Whilst there are several ways to measure displacement, the Linear Variable Differential Transformer (LVDT) remains the de facto transducer in most industrial applications. Andy Anthony, Managing Director of Monitran, discusses why the sensor type remains so popular.
As an OEM of sensors we have seen our LVDT sales figures increasing steadily during recent decades; even during economic downturns. This we can only attribute to the continued popularity of this well-established, rugged and reliable transducer technology.
LVDTs were initially employed as a means of taking dimensional readings in laboratories, where they continue to be used. They soon gained popularity in a wide variety of industrial monitoring and control applications, and whilst an LVDT is used to measure displacement the technology can be employed within other transducer types. For example, LVDTs are employed in float sensors and certain types of pressure transducer.
In essence, an LVDT is a transformer with a core that is free to move between its primary and secondary windings.
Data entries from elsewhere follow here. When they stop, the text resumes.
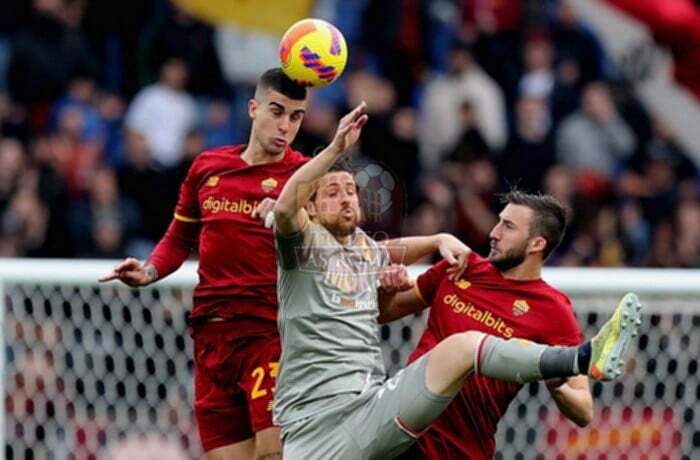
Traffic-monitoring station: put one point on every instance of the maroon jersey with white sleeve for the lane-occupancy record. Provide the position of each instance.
(483, 300)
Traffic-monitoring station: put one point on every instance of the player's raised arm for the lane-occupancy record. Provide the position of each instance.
(289, 212)
(410, 249)
(397, 295)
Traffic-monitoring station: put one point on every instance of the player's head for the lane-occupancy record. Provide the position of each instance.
(276, 110)
(530, 226)
(335, 203)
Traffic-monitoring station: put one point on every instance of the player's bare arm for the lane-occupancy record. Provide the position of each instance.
(397, 294)
(133, 273)
(410, 249)
(573, 398)
(289, 212)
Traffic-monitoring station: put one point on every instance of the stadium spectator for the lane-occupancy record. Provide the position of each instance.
(594, 141)
(440, 120)
(529, 152)
(181, 36)
(164, 113)
(46, 53)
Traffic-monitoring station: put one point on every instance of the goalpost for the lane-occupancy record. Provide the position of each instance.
(94, 371)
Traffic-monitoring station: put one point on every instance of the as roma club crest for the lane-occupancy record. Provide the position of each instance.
(463, 284)
(520, 307)
(269, 184)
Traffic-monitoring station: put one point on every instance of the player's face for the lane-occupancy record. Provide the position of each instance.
(276, 120)
(336, 205)
(510, 237)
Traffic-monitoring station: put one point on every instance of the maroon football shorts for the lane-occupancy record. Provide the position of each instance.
(235, 369)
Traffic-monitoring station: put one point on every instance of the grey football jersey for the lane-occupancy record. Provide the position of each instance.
(327, 317)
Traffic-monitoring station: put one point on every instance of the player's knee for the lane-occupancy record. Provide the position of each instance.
(463, 346)
(265, 454)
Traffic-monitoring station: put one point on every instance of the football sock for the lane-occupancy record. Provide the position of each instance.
(584, 358)
(522, 361)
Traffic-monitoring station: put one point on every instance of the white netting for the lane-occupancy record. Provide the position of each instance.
(105, 372)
The secondary winding is in two halves, wound in opposite directions, so when the primary windings are energised, with a constant amplitude AC supply of between 1 and 10 kHz, the voltage induced in one half of the secondary winding will be 180o out of phase to the other.
If the secondary windings are connected in series, the LVDT is considered to be in ‘differential mode’, and the LVDT’s output will be the sum of the induced, and out-of-phase, voltages. Accordingly, when the core is positioned such that the induction in both halves of the secondary winding is equal but opposite, the output is 0V; a.k.a. “the LVDT’s null position”. The secondary output signal is then processed by a phase-sensitive demodulator which is switched at the same frequency as the excitation signal.
An alternative to summing the two secondary windings in series is to compare them in what is known as the ‘ratiometric configuration’. The benefits of doing so include the removal of the need for phase detection plus the LVDT has improved immunity to common-mode noise and temperatures effects.
Depending on how the LVDT is to interface with other systems, the output is further conditioned to produce either a unipolar or bipolar voltage or current. Example output ranges include 0 to 5VDC (i.e. unipolar) and ±5VDC (i.e. bipolar). Also, many LVDTs output industry-standard 24VDC 4-20mA, with 12mA representing the null, for interfacing with monitoring/control circuitry.
Also worthy of note is that an LVDT’s output is linear, typically deviating by no more than 0.5% from the mathematical relationship between the electrical output range and mechanical displacement range.
Fit for purpose
Most LVDTs are made from stainless steel and can be sealed to most Ingress Protection (IP) levels, including submersion (IP68). Whilst few if any LVDTs are ATEX-certified for use in hazardous areas they are non-energy-storing devices and can therefore be classified as ‘Simple Apparatus’ under current guidelines. In addition, vibration resistance will tend to be up to a few tens of g and shock resistance much higher (several hundred g).
Its simple principle of operation and rugged construction results in high reliability, chiefly because of how the core moves along the bore of the bobbin and because there is no contact with the coils. Also, unless the LVDT is spring-loaded, there is no friction either; which is important when using the transducer for materials analysis as you don’t want the mechanical resistance of the spring to affect results.
LVDTs also afford high precision. For example, some miniature LVDTs give their full output voltage swing in response to a displacement of less than 1mm; and used in paper and steel mills to ensure a precise and consistent product thickness. Conversely, larger LVDTs can give their full output voltage swing in response to a displacement of more than 1m, and can be used as part of the closed-loop control circuitry for hydraulically-driven applications.
It is therefore no wonder that the LVDT is such a popular transducer type; boasting ruggedness, reliability and accuracy.
+44 (0)1494 816569
Above, work has just started on manufacturing an LVDT at Monitran’s premises near High Wycombe. The bobbin has several segments, each of which will receive the same number of primary windings as the first eight, already completed. Next the, secondary windings will be applied on top of the primary ones. The number of secondary windings per segment is not constant though. Rather it increases then decreases, in a geometric progression, from one end of the bobbin to the other. The wire used is enamel-coated, so there is no conductive path between primary and secondary windings.